Is it really? I know people who love using LLMs, people who are allergic to the idea of even taking about AI usability and lots of others in between. Same with artists hating the idea, artists who spend hours crafting very specific things with SD, and many in between.

I'm not sure I can really point out a big difference here. Maybe the artists are more skewed towards not liking AI since they work with medium that's not digital in the first place, but the range of responses really feels close.

theshrike791y ago

> Continue pretrained on 2.4 Trillion high-quality tokens over 52 major programming languages.

I'm still waiting for a model that's highly specialised for a single language only - and either a lot smaller than these jack of all trades ones or VERY good at that specific language's nuances + libraries.

rfoo1y ago

An unfortunate fact is, similar to human with infinite time, LLMs usually have better performance on your specific langauge when they are not limited to learn or over-sample one single language. Not unlike the common saying "learning to code in Haskell makes you a better C++ programmer".

Of course, this is far from trivial, you don't just add more data and expect it to automatically be better for everything. So is time management for us mere mortals.

deely31y ago

> usually have better performance on your specific langauge when they are not limited to learn or over-sample one single language.

Source? Im very curious how learning one language helps model to generate code in language with different paradigms. Java, Markdown, JSON, HTML, Fortran?

cztomsik1y ago

I think around the BLOOM models (2022) it was found out that if you train english-only, the model performs worse than if you have even little mixture of other languages.

Also, there were other papers (one epoch is all you need) where it was shown that diverse data is better than multiple epochs, and finally, there was paper (textbooks is all you need) for famous Phi model, with conclusion that high-quality data > lots of data.

This by itself is not a proof for your specific question but you can extrapolate.

imjonse1y ago

Unclear how much of their coding knowledge is in the space of syntax/semantics of a given language and how much in the latent space that generalizes across languages and logic in general.
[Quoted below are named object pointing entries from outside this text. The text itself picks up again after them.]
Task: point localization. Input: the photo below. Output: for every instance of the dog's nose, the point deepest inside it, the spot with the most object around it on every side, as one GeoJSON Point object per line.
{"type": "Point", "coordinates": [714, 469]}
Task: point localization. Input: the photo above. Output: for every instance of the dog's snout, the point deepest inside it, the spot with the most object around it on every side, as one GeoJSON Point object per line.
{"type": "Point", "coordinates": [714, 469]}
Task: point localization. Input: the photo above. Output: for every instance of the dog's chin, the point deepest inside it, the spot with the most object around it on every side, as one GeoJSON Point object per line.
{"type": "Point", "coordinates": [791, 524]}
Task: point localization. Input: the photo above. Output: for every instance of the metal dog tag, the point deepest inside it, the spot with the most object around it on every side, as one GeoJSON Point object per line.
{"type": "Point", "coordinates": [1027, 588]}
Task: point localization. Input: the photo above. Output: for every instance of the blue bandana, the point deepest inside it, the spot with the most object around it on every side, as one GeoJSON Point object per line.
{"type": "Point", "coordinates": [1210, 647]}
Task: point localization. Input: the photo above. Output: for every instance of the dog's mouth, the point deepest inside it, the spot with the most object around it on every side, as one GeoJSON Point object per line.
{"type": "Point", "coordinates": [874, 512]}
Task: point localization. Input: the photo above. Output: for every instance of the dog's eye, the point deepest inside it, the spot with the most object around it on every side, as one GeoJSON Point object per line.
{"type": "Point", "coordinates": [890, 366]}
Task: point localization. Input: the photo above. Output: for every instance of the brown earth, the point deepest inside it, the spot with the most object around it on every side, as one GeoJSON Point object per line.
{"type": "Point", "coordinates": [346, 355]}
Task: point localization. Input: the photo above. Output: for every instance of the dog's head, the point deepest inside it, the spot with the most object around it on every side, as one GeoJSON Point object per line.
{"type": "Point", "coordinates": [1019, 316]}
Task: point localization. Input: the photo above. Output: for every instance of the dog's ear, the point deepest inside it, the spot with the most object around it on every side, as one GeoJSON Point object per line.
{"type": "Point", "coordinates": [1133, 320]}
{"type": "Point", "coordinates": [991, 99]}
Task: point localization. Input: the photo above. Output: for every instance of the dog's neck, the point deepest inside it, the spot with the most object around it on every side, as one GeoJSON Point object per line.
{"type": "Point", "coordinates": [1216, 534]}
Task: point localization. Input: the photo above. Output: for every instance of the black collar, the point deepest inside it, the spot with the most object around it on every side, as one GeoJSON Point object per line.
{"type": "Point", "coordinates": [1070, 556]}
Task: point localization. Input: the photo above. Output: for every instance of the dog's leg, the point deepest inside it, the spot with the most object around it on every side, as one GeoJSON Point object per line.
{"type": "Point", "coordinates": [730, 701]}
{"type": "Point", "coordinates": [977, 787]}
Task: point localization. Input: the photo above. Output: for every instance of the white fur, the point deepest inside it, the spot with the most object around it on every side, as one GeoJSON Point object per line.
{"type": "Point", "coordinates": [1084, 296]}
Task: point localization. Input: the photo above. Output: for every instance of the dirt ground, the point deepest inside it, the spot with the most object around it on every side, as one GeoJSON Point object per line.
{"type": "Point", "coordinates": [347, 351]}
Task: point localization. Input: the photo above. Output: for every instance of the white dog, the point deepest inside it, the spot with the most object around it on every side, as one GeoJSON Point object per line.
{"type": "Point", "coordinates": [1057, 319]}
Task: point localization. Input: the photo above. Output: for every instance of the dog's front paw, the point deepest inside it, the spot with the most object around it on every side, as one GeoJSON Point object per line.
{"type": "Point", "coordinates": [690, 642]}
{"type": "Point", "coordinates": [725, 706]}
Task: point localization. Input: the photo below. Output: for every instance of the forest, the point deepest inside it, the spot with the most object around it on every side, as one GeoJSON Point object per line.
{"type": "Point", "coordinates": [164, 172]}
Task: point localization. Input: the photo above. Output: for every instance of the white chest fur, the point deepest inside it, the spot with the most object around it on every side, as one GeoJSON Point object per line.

If I were to guess I'd say 80% is in the latter for the larger capable models. Even very small models (like in Karpathy's famous RNN blog) will get syntax right but that is superficial knowledge.

sitkack1y ago

The models benefit immensely from being trained with more data from other languages, even if you only ever use it in one.

You could finetune it on your codebases and specific docs for added perf.

rty321y ago

I don't know if that will happen, but there are tools that at least try to improve performance for specific languages, especially "underrepresented" languages, e.g. https://sourcegraph.com/blog/enhancing-code-completion-for-r...

richardw1y ago

I’d be interested to know if that trade off ends up better. There’s probably a lot of useful training that transfers well between languages, so I wouldn’t be that surprised if the extra tokens helped across all languages. I would guess a top quality single language model would need to be very well supported, eg Python or JavaScript. Not, say, Clojure.

mark_l_watson1y ago

I get your point. Models that support many dozens of human languages seem not what I personally need because I only speak English.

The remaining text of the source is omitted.